Audra felt suddenly embarrassed and awkward, but still utterly on fire. “I want to stay out here with you,” she said softly. She felt as though she were floating in some unreal world. Something wonderful had happened to change her into someone she hardly knew. Was she a woman now? Was this all it took? What more might have happened if Anna Jeffreys had not come along?
“I’m sorry, Audra,” Lee was saying. “I had no right—”
She flung her arms around his neck again. “It’s all right, Lee. I love you so much! And to know you love me…” She kissed his mouth again. “It doesn’t matter that you’re a Yankee,” she said then. “Father will just have to accept it. You’re a smart man. You can learn to run a plantation.”

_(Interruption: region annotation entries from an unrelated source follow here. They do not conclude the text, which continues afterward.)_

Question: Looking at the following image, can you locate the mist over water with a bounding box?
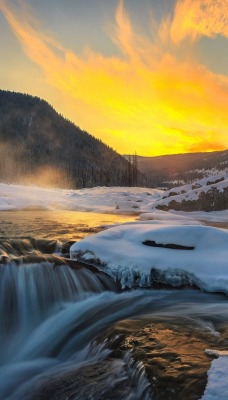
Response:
[0,211,228,400]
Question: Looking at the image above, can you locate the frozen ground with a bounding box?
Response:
[0,180,228,400]
[0,177,228,222]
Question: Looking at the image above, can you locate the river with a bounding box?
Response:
[0,210,228,400]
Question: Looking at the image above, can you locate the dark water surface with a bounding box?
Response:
[0,211,228,400]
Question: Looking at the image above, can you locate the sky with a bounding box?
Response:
[0,0,228,156]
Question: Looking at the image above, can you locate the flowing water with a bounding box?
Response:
[0,211,228,400]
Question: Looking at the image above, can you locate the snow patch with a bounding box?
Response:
[70,219,228,293]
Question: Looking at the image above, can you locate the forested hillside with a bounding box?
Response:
[137,150,228,187]
[0,90,145,188]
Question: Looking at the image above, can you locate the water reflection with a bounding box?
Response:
[0,210,136,242]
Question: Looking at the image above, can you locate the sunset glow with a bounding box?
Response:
[0,0,228,156]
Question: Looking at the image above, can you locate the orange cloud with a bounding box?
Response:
[0,0,228,155]
[171,0,228,43]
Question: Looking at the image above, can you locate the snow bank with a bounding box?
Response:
[70,219,228,293]
[153,173,228,211]
[0,175,228,222]
[0,183,161,214]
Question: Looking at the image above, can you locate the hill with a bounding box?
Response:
[138,150,228,187]
[0,90,144,188]
[153,173,228,211]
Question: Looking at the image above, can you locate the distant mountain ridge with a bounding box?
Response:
[0,90,143,188]
[137,150,228,187]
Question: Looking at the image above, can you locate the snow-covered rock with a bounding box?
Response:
[70,219,228,293]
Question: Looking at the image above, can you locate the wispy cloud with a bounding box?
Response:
[0,0,228,155]
[171,0,228,42]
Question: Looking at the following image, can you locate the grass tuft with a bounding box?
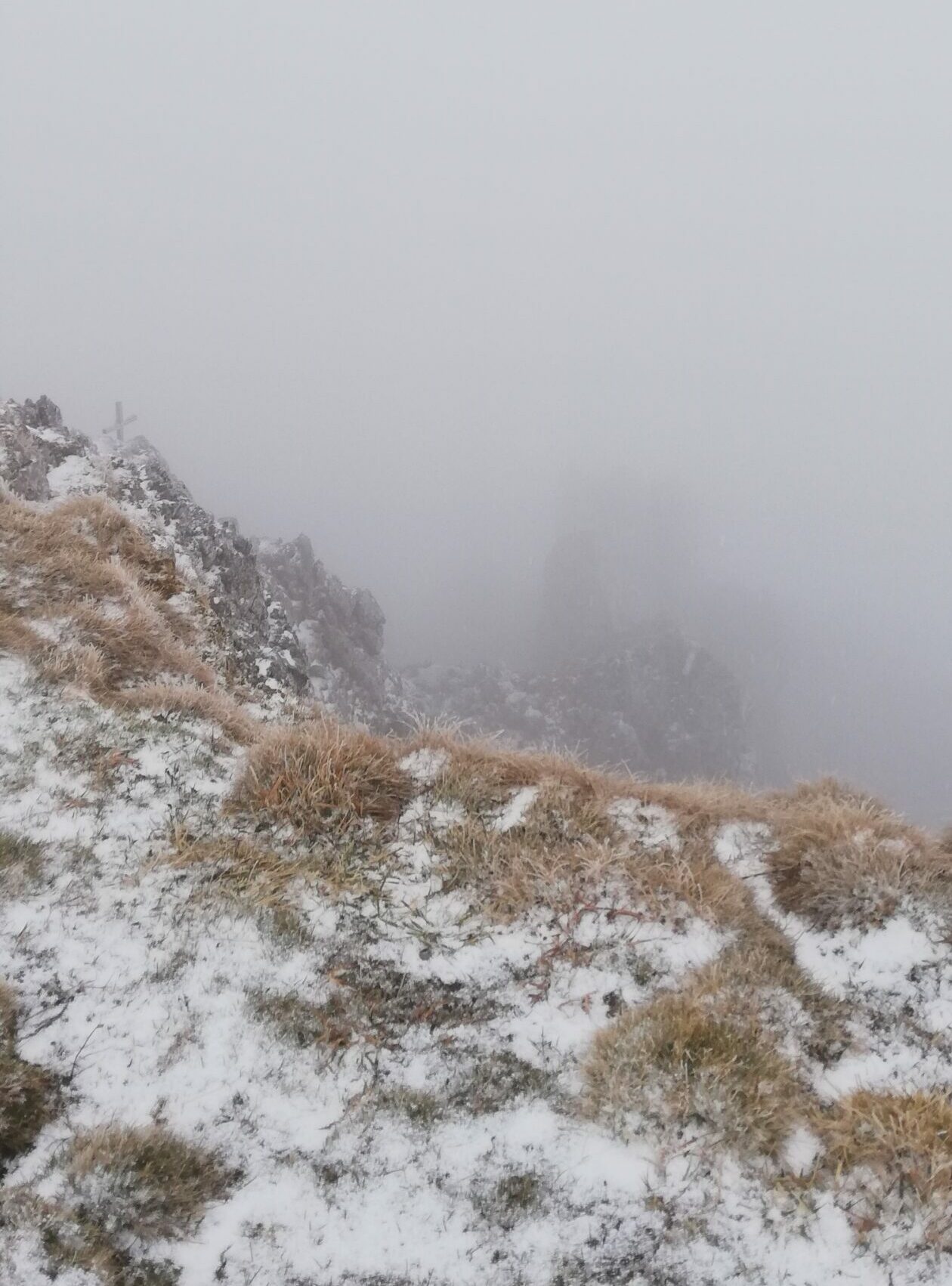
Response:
[0,982,59,1176]
[0,830,42,896]
[584,991,808,1158]
[814,1087,952,1250]
[230,718,413,836]
[67,1125,236,1242]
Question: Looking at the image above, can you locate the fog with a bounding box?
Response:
[0,0,952,822]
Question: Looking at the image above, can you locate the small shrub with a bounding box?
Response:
[67,1125,236,1242]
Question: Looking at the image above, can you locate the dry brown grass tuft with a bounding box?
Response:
[230,718,413,836]
[814,1088,952,1247]
[0,982,59,1176]
[0,830,42,895]
[67,1125,236,1242]
[688,931,852,1066]
[0,496,258,743]
[584,989,809,1158]
[767,779,952,929]
[432,788,754,929]
[165,833,388,938]
[249,957,496,1053]
[404,728,611,811]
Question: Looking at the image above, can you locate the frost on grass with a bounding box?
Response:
[0,576,952,1286]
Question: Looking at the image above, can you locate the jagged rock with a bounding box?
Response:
[406,628,745,777]
[258,536,409,731]
[0,397,309,693]
[0,396,83,500]
[0,397,743,777]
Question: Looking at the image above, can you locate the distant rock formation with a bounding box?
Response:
[0,397,745,777]
[406,617,746,778]
[256,536,410,731]
[0,397,309,694]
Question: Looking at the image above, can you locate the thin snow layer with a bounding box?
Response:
[0,658,952,1286]
[716,824,952,1099]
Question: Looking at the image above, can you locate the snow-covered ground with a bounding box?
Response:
[0,648,952,1286]
[0,396,952,1286]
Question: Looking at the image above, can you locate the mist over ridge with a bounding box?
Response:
[0,2,952,822]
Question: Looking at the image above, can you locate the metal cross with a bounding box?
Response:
[103,403,139,442]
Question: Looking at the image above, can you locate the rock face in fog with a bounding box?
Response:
[408,628,745,777]
[258,536,409,731]
[0,397,745,777]
[0,397,309,694]
[406,517,747,777]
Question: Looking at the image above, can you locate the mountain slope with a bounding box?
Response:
[0,396,952,1286]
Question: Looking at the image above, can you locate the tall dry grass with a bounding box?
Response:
[0,483,258,742]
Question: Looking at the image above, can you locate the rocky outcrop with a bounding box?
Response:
[406,626,746,778]
[0,397,309,694]
[0,397,745,777]
[256,536,409,731]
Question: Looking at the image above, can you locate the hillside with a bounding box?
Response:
[0,400,952,1286]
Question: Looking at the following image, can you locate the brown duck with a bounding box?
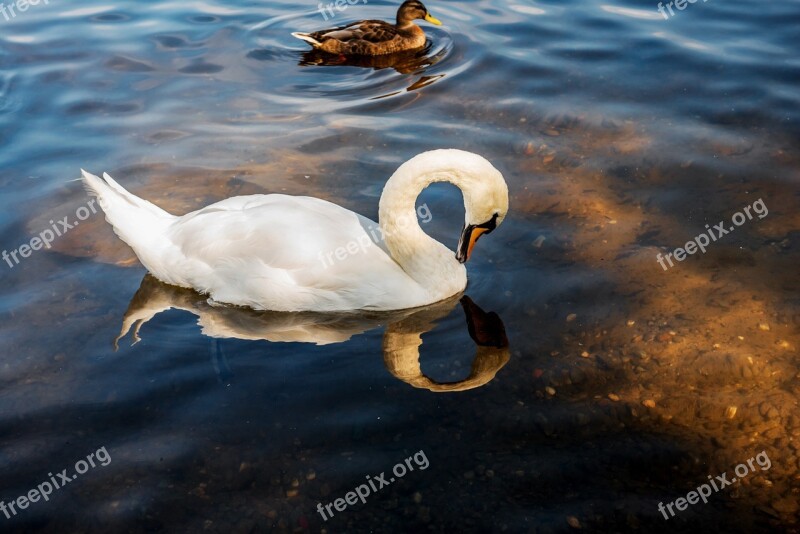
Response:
[292,0,442,56]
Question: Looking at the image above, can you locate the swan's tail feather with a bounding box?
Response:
[292,32,322,48]
[81,169,176,272]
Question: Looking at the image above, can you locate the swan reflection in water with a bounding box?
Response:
[114,274,509,392]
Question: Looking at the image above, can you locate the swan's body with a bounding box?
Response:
[83,150,508,311]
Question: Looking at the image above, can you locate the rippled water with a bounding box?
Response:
[0,0,800,532]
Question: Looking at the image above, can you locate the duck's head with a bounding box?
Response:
[397,0,442,26]
[456,153,508,263]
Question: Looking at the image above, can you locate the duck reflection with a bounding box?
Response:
[299,41,447,96]
[114,274,509,392]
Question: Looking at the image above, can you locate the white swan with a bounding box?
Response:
[82,149,508,311]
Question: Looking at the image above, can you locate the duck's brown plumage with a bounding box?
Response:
[292,0,441,56]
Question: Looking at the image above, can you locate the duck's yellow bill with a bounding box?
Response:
[425,13,442,26]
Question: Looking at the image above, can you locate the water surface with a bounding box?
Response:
[0,0,800,533]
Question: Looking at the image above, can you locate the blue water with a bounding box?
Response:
[0,0,800,533]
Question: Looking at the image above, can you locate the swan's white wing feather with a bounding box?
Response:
[161,195,425,311]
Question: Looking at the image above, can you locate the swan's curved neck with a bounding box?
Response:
[378,160,467,298]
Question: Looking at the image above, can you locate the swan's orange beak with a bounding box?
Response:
[456,224,491,263]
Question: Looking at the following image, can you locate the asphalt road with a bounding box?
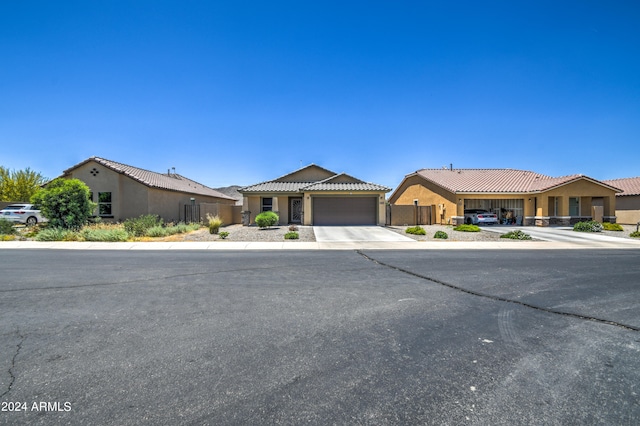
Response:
[0,250,640,425]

“What?” Lee did not miss the slight venom in the word “Yankee.” And suddenly she had him being a slave master on a plantation.
“I could never leave Brennan Manor, you know. It would kill Father, and Joey, too. I can’t take Joey away from there, and I have to take care of him. We will just settle at Brennan Manor. You could practice law at Baton Rouge. It isn’t so far away. We’ll get over our differences, Lee, you’ll see. Love can change anything and anyone.”
She kissed him again, and Lee was hit with the overwhelming reality of what he had just done. He had drunk too much tonight, that was it. If he’d been sober, he never would have allowed this to happen. Oh, yes, he loved her all right, but he had made up his mind he was never going to tell her. He was going to go back to New York and f
orget her, because it was best that way. God knew that in reality they could never last. Go and live at Brennan Manor? Never! And neither would she be happy living in New York. And what about Joey? He had reasoned it all out, his logical attorney’s mind telling him it was best never to confess what he felt.
But tonight. Damn Cy Jordan! Damn her tears! Damn the liquor and the warm night! My God, what had he done? He pulled her arms from around his neck. “I’ve got to get you back to the house, Audra. We’ll talk about all of this tomorrow.”
Audra sensed the change in him. Had she said something wrong? She felt her cheeks growing hot with embarrassment. She had taken it for granted that he was ready to marry her! She had talked of his coming to live at Brennan Manor as though it were already decided! What must he think of her childish eagerness! Or maybe he thought she was giving him orders again. Still, look at how intimate they had just been. He surely intended to marry her, or had he just used her?
She pulled farther away, fastening herself back into her dress, suddenly feeling dirty, like a harlot. What did he really think of her after what she had let him do? Was that why she felt this sudden change in him? “I don’t know what made me let you do that,” she said, her voice still weak from a torrent of emotions. “I can imagine what you must think of me, but I swear, Lee, I have never—”
“Don’t you think I know that? You’ve no apologies to make. I got carried away, and I had no right!” He took her arm and led her toward the house. “We both have a lot to think about, Audra.”
She stopped and grasped hold of the front of his jacket. “You did mean it, didn’t you, when you said you loved me?”
He just watched her for a moment in the moonlight. “I’m not a man to say such things lightly. Yes, Audra, I love you. But sometimes love isn’t enough.”
“I don’t understand—”
He touched his fingers to her lips. “Let’s not spoil tonight. We’ll talk tomorrow, I promise.”